David wasn't cowed at all by the living vampire. Not here in his own apartment. "Yes," he said belligerently. "I am, actually. You want to wait on the veranda?"

Kisten raised a hand in a gesture of "whatever," but I had no trouble believing that the attractive, mid-thirties Were had women calling him for dates. David and I were comfortable leaving our relationship at the business level, though I found it mildly irksome that he had issues with the different-species thing. But as long as he respected me as a person, I was willing to let him miss out on a good slice of the female population. His loss.

"Apart from Serena and Kally, I couldn't reach one." His eyes went to his black book as if it were possessed. "None of them."

"So you think they're dead?" I questioned, not seeing the reason for the jump of thought.

David's eyes were haunted. "I've been having really weird dreams about them," he said. "My girlfriends, I mean. I'm waking up in my own bed clean and rested, not mud-caked and naked in the park, so I never gave them much thought, but now…"

Kisten chuckled, and I started wishing I'd left him in the car. "They're avoiding you, wolfman," the vampire said, and David pulled himself straight, ire giving him strength.

"They're gone," he muttered.

I watched warily, knowing that Kisten was too savvy to push him too far, but David was erratic right now.

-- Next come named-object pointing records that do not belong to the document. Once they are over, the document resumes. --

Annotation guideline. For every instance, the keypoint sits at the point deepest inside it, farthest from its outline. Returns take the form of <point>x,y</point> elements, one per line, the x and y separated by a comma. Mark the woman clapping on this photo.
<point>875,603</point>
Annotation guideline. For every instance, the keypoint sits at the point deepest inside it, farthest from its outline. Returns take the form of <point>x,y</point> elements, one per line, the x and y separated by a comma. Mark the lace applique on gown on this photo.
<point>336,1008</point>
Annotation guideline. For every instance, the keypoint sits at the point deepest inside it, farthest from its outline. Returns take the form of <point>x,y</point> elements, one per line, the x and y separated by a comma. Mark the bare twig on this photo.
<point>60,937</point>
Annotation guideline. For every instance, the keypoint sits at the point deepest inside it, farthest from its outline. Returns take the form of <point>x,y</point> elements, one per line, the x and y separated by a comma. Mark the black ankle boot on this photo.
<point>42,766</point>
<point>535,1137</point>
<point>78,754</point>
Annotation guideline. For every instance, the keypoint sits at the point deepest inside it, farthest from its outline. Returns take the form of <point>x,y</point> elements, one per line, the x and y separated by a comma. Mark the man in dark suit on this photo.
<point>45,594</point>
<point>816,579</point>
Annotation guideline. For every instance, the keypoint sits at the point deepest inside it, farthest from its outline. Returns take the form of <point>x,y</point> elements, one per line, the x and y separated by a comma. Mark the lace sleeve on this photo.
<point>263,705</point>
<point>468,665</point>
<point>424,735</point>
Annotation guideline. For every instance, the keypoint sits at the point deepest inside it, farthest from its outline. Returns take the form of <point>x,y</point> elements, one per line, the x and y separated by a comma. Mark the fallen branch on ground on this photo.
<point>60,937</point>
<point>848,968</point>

"Either they don't answer their phone or their roommates don't know where they are." His eyes slipped to mine, haunted. "Those are the ones that I'm worried about. The ones I couldn't reach."

"Six women," Kisten said, now standing at the window wall that looked out on a small patio. "That's not bad. Half of them probably moved."

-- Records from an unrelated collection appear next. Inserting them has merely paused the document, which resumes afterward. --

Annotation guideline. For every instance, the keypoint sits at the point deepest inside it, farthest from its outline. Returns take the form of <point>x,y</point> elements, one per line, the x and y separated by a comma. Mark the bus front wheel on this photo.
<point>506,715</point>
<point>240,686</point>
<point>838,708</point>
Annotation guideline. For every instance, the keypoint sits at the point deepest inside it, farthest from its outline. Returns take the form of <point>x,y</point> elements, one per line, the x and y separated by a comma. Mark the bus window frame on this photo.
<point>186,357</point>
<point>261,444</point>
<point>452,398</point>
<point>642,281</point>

"In a month and a half?" David said caustically. Then, as if galvanized by the admission, he went to the kitchen, his pace fast with nervous energy.

My eyebrows rose. David dated six women in as many weeks? Weres weren't any more randy than the rest of the population, but remembering his reluctance to settle down and start a pack, I decided it probably wasn't that he couldn't keep a girlfriend but rather that he was content playing the field. Playing the pro field. Jeez, David.

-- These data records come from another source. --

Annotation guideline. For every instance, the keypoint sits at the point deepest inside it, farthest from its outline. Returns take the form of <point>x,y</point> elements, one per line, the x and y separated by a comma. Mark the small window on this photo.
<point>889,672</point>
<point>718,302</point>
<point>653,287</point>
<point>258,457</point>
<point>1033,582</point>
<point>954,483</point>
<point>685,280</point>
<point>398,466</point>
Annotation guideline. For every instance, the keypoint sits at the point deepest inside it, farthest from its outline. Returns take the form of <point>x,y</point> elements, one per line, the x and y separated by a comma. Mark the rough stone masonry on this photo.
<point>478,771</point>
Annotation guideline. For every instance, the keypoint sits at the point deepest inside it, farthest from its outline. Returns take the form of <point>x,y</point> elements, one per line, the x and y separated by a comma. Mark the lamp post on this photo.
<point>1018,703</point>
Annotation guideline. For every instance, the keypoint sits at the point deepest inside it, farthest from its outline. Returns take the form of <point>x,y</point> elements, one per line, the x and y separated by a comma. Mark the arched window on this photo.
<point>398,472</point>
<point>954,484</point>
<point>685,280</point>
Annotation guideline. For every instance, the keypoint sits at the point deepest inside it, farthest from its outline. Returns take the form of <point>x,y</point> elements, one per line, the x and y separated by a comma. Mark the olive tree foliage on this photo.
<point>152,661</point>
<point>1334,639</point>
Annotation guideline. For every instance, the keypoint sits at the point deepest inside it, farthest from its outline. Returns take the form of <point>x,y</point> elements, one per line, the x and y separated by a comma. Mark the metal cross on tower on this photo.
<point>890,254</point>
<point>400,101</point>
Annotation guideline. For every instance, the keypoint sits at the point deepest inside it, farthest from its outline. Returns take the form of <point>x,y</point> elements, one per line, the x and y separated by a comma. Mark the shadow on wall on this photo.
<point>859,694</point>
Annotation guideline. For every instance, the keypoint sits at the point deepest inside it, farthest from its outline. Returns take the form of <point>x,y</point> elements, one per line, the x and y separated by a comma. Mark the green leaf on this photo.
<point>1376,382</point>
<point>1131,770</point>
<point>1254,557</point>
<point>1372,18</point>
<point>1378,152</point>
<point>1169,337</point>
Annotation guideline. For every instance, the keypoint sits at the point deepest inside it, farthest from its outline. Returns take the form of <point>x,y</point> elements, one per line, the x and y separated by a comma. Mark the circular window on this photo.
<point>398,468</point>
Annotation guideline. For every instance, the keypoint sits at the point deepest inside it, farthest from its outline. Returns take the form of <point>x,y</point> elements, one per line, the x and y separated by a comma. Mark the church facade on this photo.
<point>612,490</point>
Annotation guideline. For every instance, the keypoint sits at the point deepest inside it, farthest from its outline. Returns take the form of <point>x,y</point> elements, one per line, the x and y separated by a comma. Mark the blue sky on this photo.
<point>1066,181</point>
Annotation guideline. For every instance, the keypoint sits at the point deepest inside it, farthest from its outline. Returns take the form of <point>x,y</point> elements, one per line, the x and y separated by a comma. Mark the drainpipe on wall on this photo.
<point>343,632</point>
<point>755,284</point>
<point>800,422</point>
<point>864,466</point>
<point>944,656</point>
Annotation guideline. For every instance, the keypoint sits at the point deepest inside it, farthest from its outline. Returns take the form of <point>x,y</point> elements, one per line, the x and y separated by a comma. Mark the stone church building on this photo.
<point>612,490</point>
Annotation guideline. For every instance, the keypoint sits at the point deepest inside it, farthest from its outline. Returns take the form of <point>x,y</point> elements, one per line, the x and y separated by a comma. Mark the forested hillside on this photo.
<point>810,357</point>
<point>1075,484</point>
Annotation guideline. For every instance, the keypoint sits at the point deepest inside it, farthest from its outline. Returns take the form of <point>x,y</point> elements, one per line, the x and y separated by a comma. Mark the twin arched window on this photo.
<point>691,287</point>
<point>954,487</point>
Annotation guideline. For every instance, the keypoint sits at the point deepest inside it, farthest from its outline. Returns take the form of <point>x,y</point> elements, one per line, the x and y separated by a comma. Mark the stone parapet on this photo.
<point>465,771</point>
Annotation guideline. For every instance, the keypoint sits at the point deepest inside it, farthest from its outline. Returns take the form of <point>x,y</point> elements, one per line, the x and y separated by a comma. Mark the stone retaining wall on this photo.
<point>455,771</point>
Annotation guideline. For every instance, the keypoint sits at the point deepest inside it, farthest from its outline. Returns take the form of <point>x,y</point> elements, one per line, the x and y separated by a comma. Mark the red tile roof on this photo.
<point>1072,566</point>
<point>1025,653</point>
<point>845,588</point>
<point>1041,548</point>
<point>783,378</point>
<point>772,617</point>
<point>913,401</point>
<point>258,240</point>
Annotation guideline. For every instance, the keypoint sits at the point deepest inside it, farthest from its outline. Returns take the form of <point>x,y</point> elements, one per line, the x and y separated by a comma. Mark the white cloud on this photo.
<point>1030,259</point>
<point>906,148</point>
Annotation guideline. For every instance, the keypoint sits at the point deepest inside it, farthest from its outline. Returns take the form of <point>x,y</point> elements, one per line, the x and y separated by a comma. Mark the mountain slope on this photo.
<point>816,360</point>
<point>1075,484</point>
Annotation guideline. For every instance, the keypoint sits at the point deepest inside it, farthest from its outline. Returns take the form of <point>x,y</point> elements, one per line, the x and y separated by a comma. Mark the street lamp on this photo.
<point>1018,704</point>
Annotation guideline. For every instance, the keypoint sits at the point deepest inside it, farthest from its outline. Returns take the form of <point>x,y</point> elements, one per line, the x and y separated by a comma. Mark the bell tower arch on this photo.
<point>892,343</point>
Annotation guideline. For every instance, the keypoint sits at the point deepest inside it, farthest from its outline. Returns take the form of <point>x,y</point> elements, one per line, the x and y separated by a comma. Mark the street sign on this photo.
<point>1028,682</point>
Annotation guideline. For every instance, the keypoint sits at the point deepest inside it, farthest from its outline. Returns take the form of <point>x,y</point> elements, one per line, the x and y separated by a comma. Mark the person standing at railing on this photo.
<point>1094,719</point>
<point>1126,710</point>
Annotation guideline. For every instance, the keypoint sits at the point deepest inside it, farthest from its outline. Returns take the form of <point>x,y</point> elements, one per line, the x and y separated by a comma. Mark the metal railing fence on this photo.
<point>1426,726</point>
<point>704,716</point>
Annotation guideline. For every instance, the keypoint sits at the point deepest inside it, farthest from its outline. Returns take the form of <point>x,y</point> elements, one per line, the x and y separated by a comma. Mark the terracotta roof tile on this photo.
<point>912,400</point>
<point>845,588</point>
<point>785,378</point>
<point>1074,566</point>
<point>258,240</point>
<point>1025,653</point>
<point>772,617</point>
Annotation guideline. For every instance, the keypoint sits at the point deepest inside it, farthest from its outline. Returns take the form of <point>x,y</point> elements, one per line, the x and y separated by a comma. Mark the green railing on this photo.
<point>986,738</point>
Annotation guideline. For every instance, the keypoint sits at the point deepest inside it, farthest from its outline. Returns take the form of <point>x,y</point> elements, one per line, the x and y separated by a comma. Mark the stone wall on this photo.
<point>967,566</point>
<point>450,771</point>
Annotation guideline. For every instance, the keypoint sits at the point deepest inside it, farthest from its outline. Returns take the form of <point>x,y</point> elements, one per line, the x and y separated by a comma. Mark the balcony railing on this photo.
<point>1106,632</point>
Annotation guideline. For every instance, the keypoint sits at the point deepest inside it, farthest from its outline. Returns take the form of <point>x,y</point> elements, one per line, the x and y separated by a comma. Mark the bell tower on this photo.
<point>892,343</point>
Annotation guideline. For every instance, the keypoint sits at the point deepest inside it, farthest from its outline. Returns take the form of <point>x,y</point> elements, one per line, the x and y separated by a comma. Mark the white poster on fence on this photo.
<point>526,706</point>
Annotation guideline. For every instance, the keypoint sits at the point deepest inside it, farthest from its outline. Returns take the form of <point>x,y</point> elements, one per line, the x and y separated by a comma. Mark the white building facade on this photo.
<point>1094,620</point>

"They're missing," he said, standing in his kitchen as if having forgotten why he went in there. "I think… I think I'm blanking out and killing them."

My gut clenched at the lost sound of his voice. He really believed he was killing these women.

"Well, there you go," Kisten said. "Someone found out you're a player and called the rest. You've been stung, Mr. Peabody." He chuckled. "Time to start a new black book."

David looked insulted, and I thought Kisten was being unusually insensitive. Maybe he was jealous. "You know what?" I said, spinning to Kisten. "You need to shut up."

"Hey, I'm just saying—"

David jerked as if remembering why he had gone into the kitchen, popping open a tin of cat food and shaking it onto a plate before setting it on the floor. "Rachel, would you refuse to talk to a man you'd slept with, even if you were mad at him?"

My eyebrows rose. He hadn't just dated six women in six weeks, he'd slept with them, too? "Uh…" I stammered. "No. I'd want to give him a piece of my mind at the very least."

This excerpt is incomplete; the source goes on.